Market

Ekonom: Undang Investor Ugal-ugalan Picu Ketimpangan Ekonomi


Managing Director Political Economy and Policy Studies (PEPS), Anthony Budiawan mengatakan, untuk mendukung pertumbuhan ekonomi inklusif dan berkelanjutan perlu kebijakan investasi yang pro pelaku ekonomi domestik. Sayangnya itu tidak terjadi.

Pemerintah, kata Anthony, tidak boleh hanya memberi karpet merah kepada investor asing, tetapi harus memberi keberpihakan kepada pelaku domestik.
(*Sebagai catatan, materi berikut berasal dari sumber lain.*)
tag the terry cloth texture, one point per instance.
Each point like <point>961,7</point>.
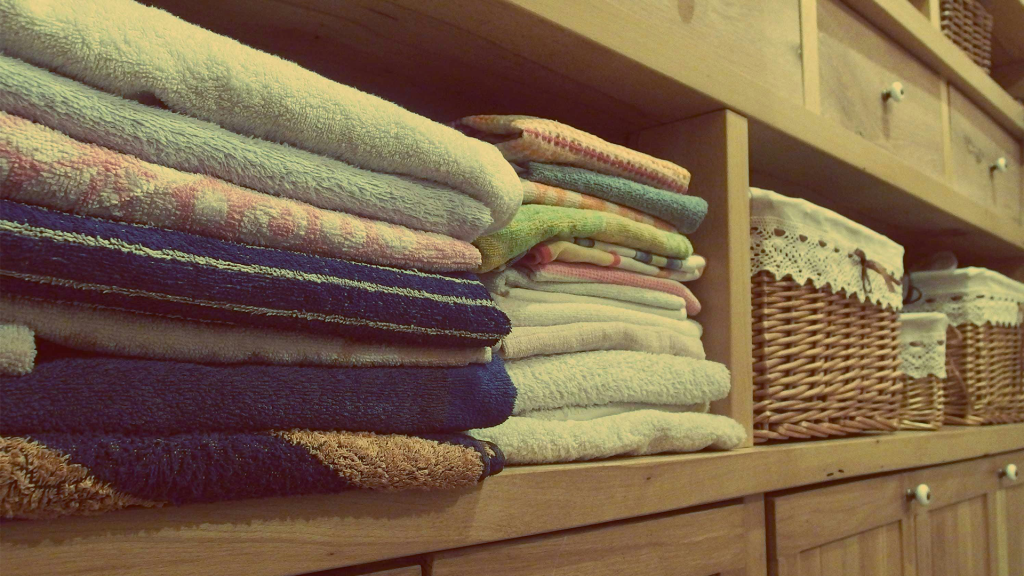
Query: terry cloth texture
<point>528,441</point>
<point>535,223</point>
<point>536,193</point>
<point>585,336</point>
<point>50,476</point>
<point>46,168</point>
<point>57,256</point>
<point>78,393</point>
<point>592,412</point>
<point>538,296</point>
<point>524,138</point>
<point>595,378</point>
<point>500,283</point>
<point>563,251</point>
<point>685,212</point>
<point>133,50</point>
<point>140,335</point>
<point>17,350</point>
<point>576,273</point>
<point>178,141</point>
<point>534,314</point>
<point>693,263</point>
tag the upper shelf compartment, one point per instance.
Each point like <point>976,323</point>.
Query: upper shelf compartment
<point>619,67</point>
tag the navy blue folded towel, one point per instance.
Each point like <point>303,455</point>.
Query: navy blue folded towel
<point>53,255</point>
<point>71,392</point>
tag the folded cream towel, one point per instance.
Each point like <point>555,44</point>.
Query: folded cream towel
<point>126,333</point>
<point>178,141</point>
<point>592,412</point>
<point>17,350</point>
<point>540,296</point>
<point>130,49</point>
<point>529,441</point>
<point>514,277</point>
<point>595,378</point>
<point>525,341</point>
<point>532,314</point>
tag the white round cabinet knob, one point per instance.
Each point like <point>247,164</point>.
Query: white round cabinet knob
<point>895,92</point>
<point>923,494</point>
<point>1010,472</point>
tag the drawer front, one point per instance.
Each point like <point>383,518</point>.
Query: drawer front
<point>755,40</point>
<point>978,142</point>
<point>858,64</point>
<point>698,543</point>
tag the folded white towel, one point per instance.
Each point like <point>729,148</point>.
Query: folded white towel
<point>525,341</point>
<point>592,412</point>
<point>595,378</point>
<point>133,50</point>
<point>527,295</point>
<point>528,441</point>
<point>530,314</point>
<point>501,282</point>
<point>17,350</point>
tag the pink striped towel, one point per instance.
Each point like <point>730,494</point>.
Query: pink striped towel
<point>562,272</point>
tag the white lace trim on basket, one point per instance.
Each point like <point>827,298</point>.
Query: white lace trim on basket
<point>785,248</point>
<point>923,337</point>
<point>793,237</point>
<point>971,310</point>
<point>970,295</point>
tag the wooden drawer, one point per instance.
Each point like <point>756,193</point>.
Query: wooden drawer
<point>857,65</point>
<point>696,543</point>
<point>977,144</point>
<point>757,41</point>
<point>856,528</point>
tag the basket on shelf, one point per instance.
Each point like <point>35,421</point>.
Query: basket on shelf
<point>923,336</point>
<point>825,301</point>
<point>983,356</point>
<point>969,25</point>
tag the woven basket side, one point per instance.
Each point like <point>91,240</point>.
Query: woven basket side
<point>969,25</point>
<point>824,365</point>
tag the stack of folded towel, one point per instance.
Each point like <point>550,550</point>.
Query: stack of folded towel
<point>258,287</point>
<point>592,273</point>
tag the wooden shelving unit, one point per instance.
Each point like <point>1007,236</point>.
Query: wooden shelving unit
<point>733,91</point>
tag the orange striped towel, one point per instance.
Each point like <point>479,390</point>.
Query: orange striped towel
<point>525,138</point>
<point>536,193</point>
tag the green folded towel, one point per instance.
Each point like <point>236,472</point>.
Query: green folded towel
<point>685,212</point>
<point>535,223</point>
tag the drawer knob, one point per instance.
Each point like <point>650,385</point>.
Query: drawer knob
<point>896,92</point>
<point>923,494</point>
<point>1009,471</point>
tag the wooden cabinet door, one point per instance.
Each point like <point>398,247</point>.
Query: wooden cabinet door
<point>725,540</point>
<point>856,529</point>
<point>956,533</point>
<point>1010,515</point>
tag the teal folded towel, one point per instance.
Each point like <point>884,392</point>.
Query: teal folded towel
<point>685,212</point>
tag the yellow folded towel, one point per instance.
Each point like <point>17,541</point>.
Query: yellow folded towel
<point>126,333</point>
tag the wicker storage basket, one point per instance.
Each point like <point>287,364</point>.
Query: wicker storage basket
<point>923,336</point>
<point>983,352</point>
<point>825,310</point>
<point>969,25</point>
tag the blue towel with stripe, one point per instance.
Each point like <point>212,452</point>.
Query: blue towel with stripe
<point>48,254</point>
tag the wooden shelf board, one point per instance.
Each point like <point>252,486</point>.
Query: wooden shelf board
<point>279,536</point>
<point>902,22</point>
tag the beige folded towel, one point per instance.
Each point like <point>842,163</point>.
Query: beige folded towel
<point>17,350</point>
<point>125,333</point>
<point>132,50</point>
<point>525,341</point>
<point>542,297</point>
<point>593,412</point>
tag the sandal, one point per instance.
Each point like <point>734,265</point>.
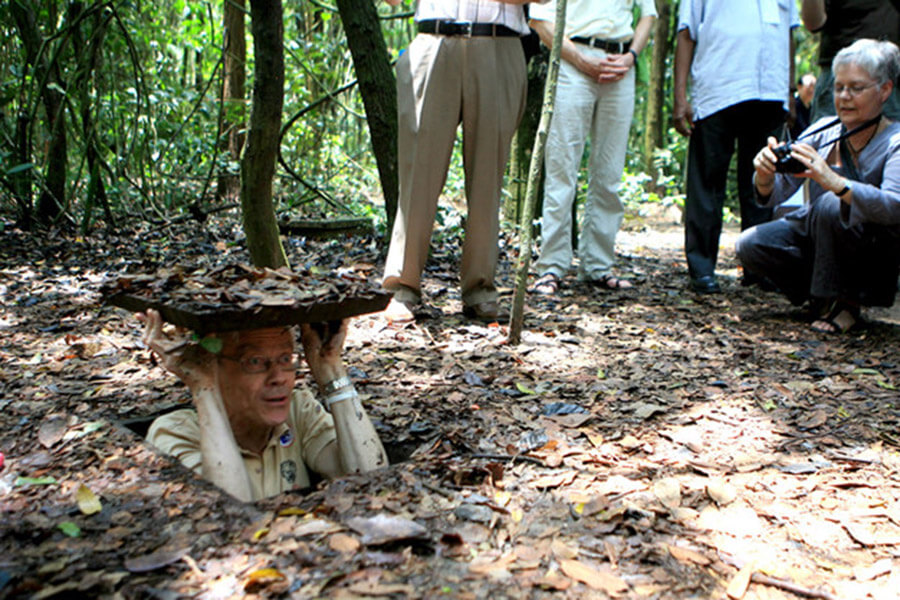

Caranya bisa dengan memberi stimulus dan akses finansial kepada perusahaan kecil dan menengah, dan bukan malah menghambatnya.

“Pemerintah harus bisa memberlakukan kebijakan untuk meningkatkan daya saing internasional bagi perusahaan kecil dan menengah agar dapat meningkatkan ekspor. Antara lain memberi asistensi dalam proses produksi untuk meningkat kualitas agar dapat memenuhi standar internasional, atau memberi subsidi ekspor untuk meningkatkan daya saing khususnya kepada pelaku ekonomi kecil dan menengah,” kata Anthony, Jakarta, Selasa (7/5/2024).

Dia menilai, pertumbuhan ekonomi yang tak inklusif akan memberi dampak pertumbuhan ekonomi akan tertatih-tatih, dan ketimpangan pendapatan dan kekayaan akan semakin lebar.

“Pertumbuhan ekonomi hanya mengandalkan sektor komoditas sumber daya alam dan mineral. Kenaikan harga komoditas memicu pertumbuhan ekonomi menjadi lebih tinggi. Tetapi sebaliknya, ketika harga komoditas turun seperti terjadi saat ini, pertumbuhan ekonomi tertekan. Sektor komoditas ini sekaligus memperlebar jurang kesenjangan sosial,” kata ekonom senior itu.

Dia berharap, pemerintah bisa memberi akses ekonomi secara adil kepada seluruh masyarakat, khususnya lapisan bawah. Akses ekonomi harus terbuka lebar untuk mayoritas penduduk Indonesia, termasuk akses faktor produksi (lahan) dan akses finansial.

Selama ini, kata dia, pertumbuhan ekonomi yang terjadi tidak inklusif. Karena masih ditemukan diskriminasi ekonomi, antara pemodal besar versus rakyat.

Distribusi lahan pertanian, perkebunan dan pertambangan, menurut Anthony, dikuasai oleh segelintir orang saja. dengan mudahnya mereka mendapatkan lahan seluas puluhan, ratusan bahkan ribuan hektare. Di sisi lain, distribusi pendapatan juga semakin timpang.

“Sekitar 168 juta penduduk atau sekitar 60,5 persen dari jumlah penduduk pada 2022 mempunyai pendapatan kurang dari Rp1,1 juta rupiah per orang per bulan. Berdasarkan pendapatan, maka koefisien ketimpangan pendapatan (gini ratio) mencapai paling sedikit 0,55.  Ini artinya, sangat timpang dan rawan konflik sosial,” pungkas Anthony.